I conjecture that good and evil are not natural--but neither are they supernatural. Good and evil belong not to human nature, but to human existence. Yes, Nature, the Universe, Evolution, the Force (if you want) gave us the power, the ability to humanely exist. Our genetic endowment includes the ability to think and act for good or for evil. And it is our existence--our tension to the world and each other--where we can discern good and evil. There is the seat of our better angels, and worse.
Together we create the world we want. What we want we call good; what we don't want we call evil. But there is a standard we can use to discern the difference--should we choose. The standard comes from Nature, Evolution, the Force. But it is not nature; it is existence. The ability to think. But do we want it?
We cannot think in isolation but only in relation to others. We cannot think by ourselves but only with others. We inherit the products of the thinking of our ancestors. We refine, revise, renew, and render these products for our descendants. And above all we pass on the ability to think--to inquire, to wonder, to author--in collaboration with others. Or we inhibit that capacity by stirring up their fears and hates instead of their dreams and love.
Am I not making the Nature, Evolution, the Creator, an Evil Force? Hate. At least from the point of view of those of us who would choose to think critically and mindfully with all its uncertainty, ambiguity, tension, compassion, and responsibility and so make of Nature, Evolution, and the Creator a Good Force: Love.
"God is Love" said the Johannine Christian community (Ca 90AD). "We who abide in love, abide in God, and God in us."
There are many definitions and levels of love. But, in general, love is relationship. We could use the four levels of consciousness that Michio Kaku teaches: 1) the loopback to light and temperature as in a plant's attention to the sun, 2) the loopback in space as in a reptile's sense of proximity to prey, 3) the loopback to others as in a mammal's recognition of relatives and helpers, and 4) the loopback of time as in a human's incorporation of memories and intentions. Each of these internal senses are integrated in human consciousness.
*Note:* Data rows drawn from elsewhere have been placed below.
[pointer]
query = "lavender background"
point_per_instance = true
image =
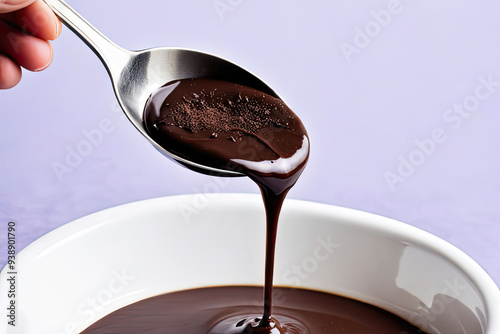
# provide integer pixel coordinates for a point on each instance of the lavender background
(375, 82)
Each can be extended indefinitely. Energy to omnipotence; space to infinity; otherness to universality; time to eternity. And so, as long as we keep thinking, we are tending to omnipotent, infinite, universal, eternal love.
One idea that I like is that the whole Universe or Multiverse is relational--nothing but relationships. Things like planets, black holes, molecules, and organisms are relationships of or within relationships. When we name something or apply a formula or theory to it, we are pointing out a relationship. When we think, we explore our relationships with each other, with things in the world, with what we and the universe have become and where we are going together. We affirm those relationships and our relationships towards omnipotence, infinity, universality, and eternity. We, the whole of humanity in connection, past, present, and future, are we not then in relation to our higher power?
Hate tears the fabric and breaks the bonds of relationships which constitute our universe, our world, our community, us. Love reweaves the fabric and mends the bonds of relationships. With each other, our world, and our selves. What do we want? Which is evil, which is good? Do we spread fear and hate of "the other" or do we encourage trust and love? It is our collective decision that we are making right now and here at this time in this space with those with whom we are in contact.
If we choose to abide in love and see ourselves as even now abiding in love, we turn ourselves and our universe towards love over fear and hate.
"God is Love. We who abide in love, abide in God, and God in us."